Cloud-agnostic, deployment independence. Industrial companies need a highly flexible deployment architecture that allows them to mix and match technology deployment methods — and avoid vendor lock-in — as their needs and technological options change. For companies that are bound by regulatory requirements, this may mean supporting private cloud deployments; for other companies, it may mean supporting third-party public clouds from various providers.
Extensibility and customizability. Industrial companies need a big data platform that is highly extensible and based on standardized APIs and data models that allow it to adapt to new capabilities, new devices, new data types, and new resources as they become available, while still preserving the capabilities of the legacy systems that continue to impart value.
Orchestration: Industrial companies must support the orchestration of information, machine controls, analytics, and people in order to ensure that the different components of the industrial big data world interoperate effectively. For example, a machine-level analytic that detects and responds locally to an operational anomaly must also be able to set in motion other analyses and actions (e.g., rescheduling flights or moving spare parts) across the network in order to prevent knock-on problems throughout the system. This requires the ability to self-tune and adapt as data, processes, and business models change.
Modern user experience. Industrial companies must deliver the above components within the context of a modern user experience that is no longer bound to a desktop; this includes supporting a wide range of mobile devices and user interaction models, as well ensuring that the user experience is tailored to the individual’s role and requirements at a particular time and location.
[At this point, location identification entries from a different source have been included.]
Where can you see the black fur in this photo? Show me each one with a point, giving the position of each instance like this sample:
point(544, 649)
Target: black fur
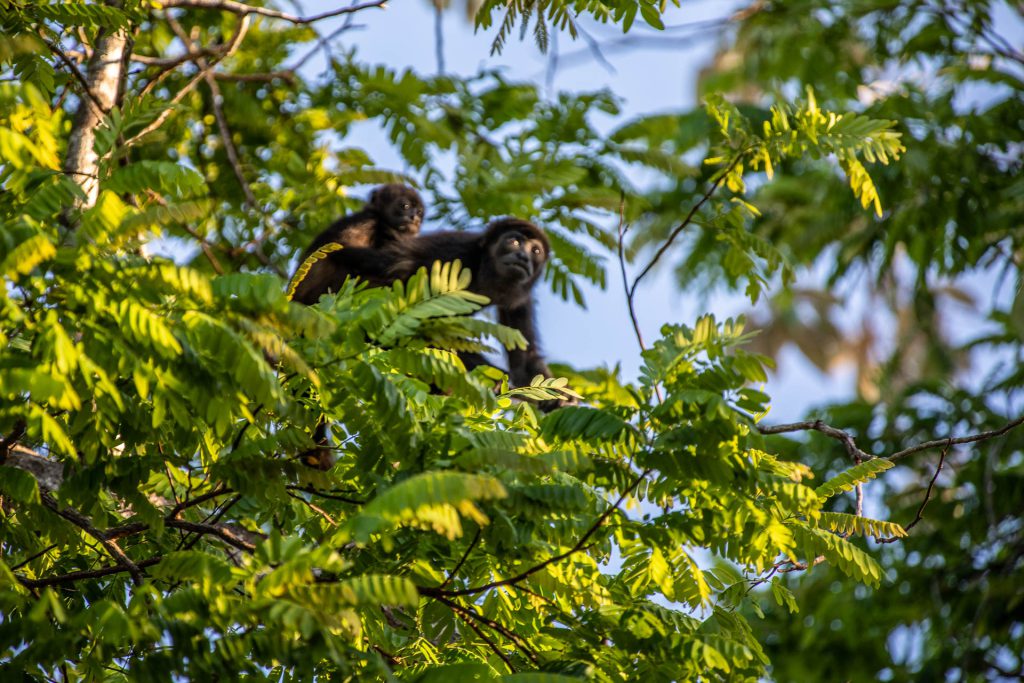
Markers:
point(393, 214)
point(506, 259)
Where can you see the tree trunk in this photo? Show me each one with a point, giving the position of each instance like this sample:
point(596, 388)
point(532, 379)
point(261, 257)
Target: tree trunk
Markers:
point(104, 77)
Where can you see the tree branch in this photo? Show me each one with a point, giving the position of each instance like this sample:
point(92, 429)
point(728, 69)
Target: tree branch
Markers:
point(496, 626)
point(492, 644)
point(232, 45)
point(438, 593)
point(80, 520)
point(215, 529)
point(686, 221)
point(245, 10)
point(73, 577)
point(855, 452)
point(465, 555)
point(957, 440)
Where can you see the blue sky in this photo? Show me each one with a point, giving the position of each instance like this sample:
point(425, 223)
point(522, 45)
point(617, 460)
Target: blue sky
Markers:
point(655, 72)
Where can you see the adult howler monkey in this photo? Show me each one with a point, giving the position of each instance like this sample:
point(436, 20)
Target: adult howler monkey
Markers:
point(393, 214)
point(506, 259)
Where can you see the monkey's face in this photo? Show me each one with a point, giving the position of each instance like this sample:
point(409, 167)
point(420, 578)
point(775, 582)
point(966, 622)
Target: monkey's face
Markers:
point(518, 257)
point(399, 207)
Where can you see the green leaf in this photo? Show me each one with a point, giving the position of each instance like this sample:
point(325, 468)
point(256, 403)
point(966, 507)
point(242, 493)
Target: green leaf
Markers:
point(850, 478)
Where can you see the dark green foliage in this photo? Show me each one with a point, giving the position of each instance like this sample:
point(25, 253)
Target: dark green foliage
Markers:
point(157, 519)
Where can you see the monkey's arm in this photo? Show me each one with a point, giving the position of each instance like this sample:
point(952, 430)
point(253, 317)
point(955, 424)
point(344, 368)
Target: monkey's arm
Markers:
point(523, 365)
point(373, 265)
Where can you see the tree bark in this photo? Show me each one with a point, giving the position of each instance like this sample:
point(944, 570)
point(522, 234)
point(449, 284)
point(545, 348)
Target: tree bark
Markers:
point(104, 77)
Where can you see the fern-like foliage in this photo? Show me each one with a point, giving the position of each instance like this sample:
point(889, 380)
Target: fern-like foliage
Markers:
point(307, 264)
point(853, 476)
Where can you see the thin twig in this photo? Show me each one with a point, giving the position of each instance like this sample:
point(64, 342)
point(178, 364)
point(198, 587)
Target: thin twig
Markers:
point(492, 644)
point(232, 45)
point(90, 96)
point(437, 593)
point(439, 36)
point(622, 266)
point(314, 508)
point(73, 577)
point(931, 484)
point(80, 520)
point(326, 494)
point(10, 439)
point(957, 440)
point(42, 552)
point(212, 529)
point(217, 101)
point(465, 555)
point(818, 425)
point(686, 221)
point(516, 639)
point(245, 10)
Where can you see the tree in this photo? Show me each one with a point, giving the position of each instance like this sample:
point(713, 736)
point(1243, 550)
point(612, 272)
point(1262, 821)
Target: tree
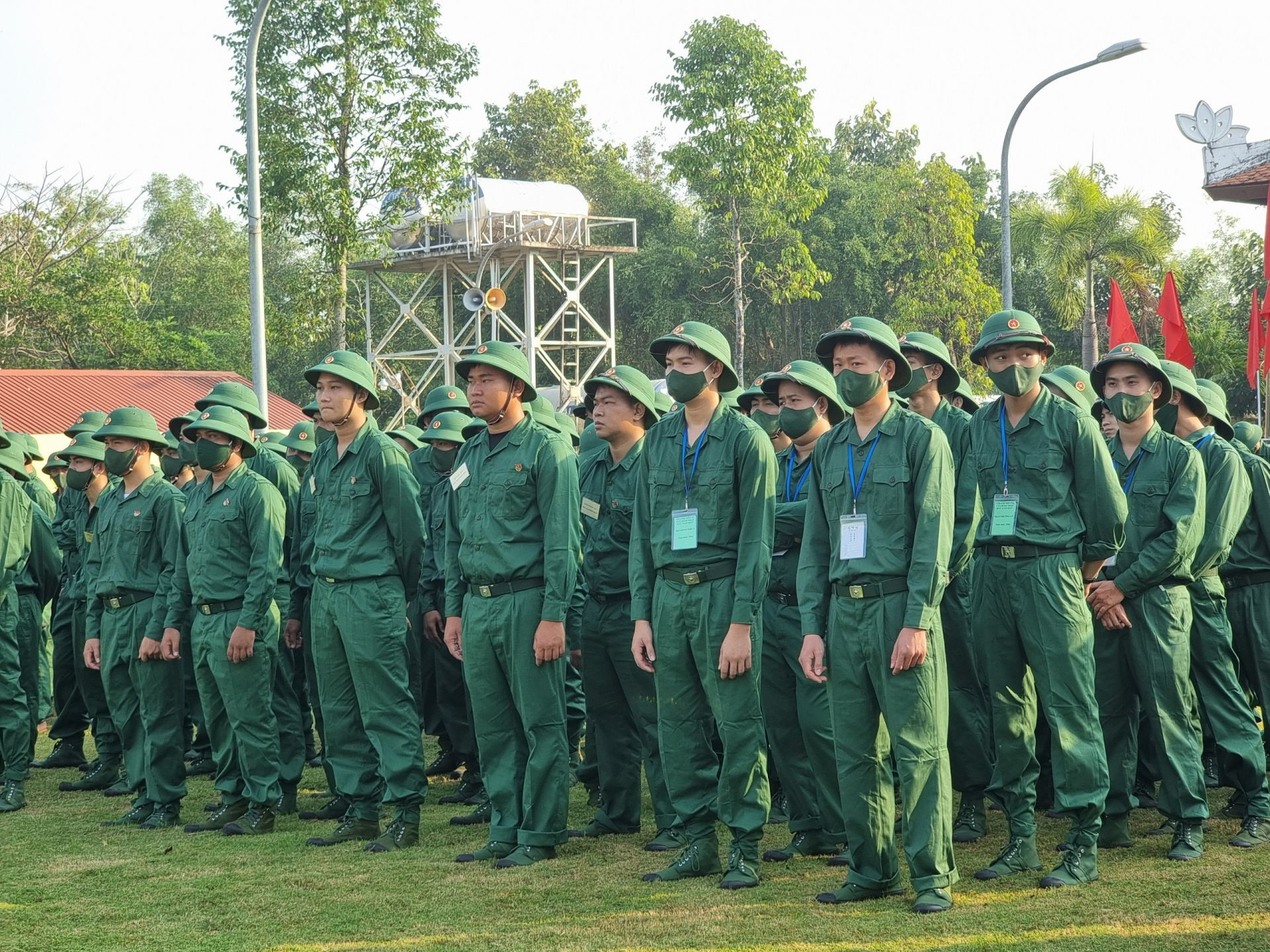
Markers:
point(353, 98)
point(1079, 231)
point(751, 157)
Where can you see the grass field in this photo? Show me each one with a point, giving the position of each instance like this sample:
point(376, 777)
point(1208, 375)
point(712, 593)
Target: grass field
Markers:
point(66, 884)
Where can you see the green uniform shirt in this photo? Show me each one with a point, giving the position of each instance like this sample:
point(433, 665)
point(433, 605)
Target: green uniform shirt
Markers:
point(1165, 488)
point(232, 546)
point(367, 522)
point(135, 549)
point(1227, 496)
point(908, 495)
point(1060, 469)
point(955, 426)
point(734, 494)
point(1251, 549)
point(515, 516)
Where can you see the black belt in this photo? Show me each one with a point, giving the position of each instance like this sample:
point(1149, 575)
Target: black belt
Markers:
point(506, 588)
point(1024, 551)
point(872, 589)
point(219, 607)
point(1241, 580)
point(117, 602)
point(719, 571)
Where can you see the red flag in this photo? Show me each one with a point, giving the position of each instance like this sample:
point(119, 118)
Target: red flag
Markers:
point(1176, 340)
point(1119, 324)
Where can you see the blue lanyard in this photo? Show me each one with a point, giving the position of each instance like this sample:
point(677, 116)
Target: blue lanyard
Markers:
point(857, 485)
point(789, 475)
point(683, 460)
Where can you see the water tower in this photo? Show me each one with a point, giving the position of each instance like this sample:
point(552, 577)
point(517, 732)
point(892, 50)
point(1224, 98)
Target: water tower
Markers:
point(524, 262)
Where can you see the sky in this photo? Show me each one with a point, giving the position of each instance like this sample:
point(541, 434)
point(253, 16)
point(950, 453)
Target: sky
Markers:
point(135, 87)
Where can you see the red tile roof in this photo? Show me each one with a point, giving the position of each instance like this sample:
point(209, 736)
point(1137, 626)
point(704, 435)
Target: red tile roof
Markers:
point(48, 401)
On March 27, 2014, GE along with AT&T, IBM, Cisco and Intel formed the “Industrial Internet Consortium” to improve the integration of physical and digital worlds.
An ecosystem of companies, researchers and public agencies is emerging to help drive adoption of Industrial Internet applications, a foundational element for accelerating the Internet of Things. The IIC is a newly formed not-for-profit group with an open membership that will take the lead in establishing interoperability across various industrial environments for a more connected world. Specifically, the IIC’s charter will be to encourage innovation by:
· Utilizing existing and creating new industry use cases and test beds for real-world applications;
· Delivering best practices, reference architectures, case studies, and standards requirements to ease deployment of connected technologies;
· Influencing the global standards development process for Internet and industrial systems;
· Facilitating open forums to share and exchange real-world ideas, practices, lessons, and insights;
· Building confidence around new and innovative approaches to security.
Review updates on GE Digital here.
The Industrial Internet will likely have big implications for how GE works. GE has embraced core principles of ‘lean start-up’ by releasing stripped-down products to monitor usage and rapidly changing designs based on usage patterns. Clearly, many other areas will change in due course.
Discussion Questions
- What’s ‘Industrial Internet’?
- Why is GE spearheading this big initiative?
- What new skills and capabilities should GE develop to lead with industrial internet?
- What business value to GE’s customers?
- Who are key partners for GE to lead in the digital era of big iron + big data?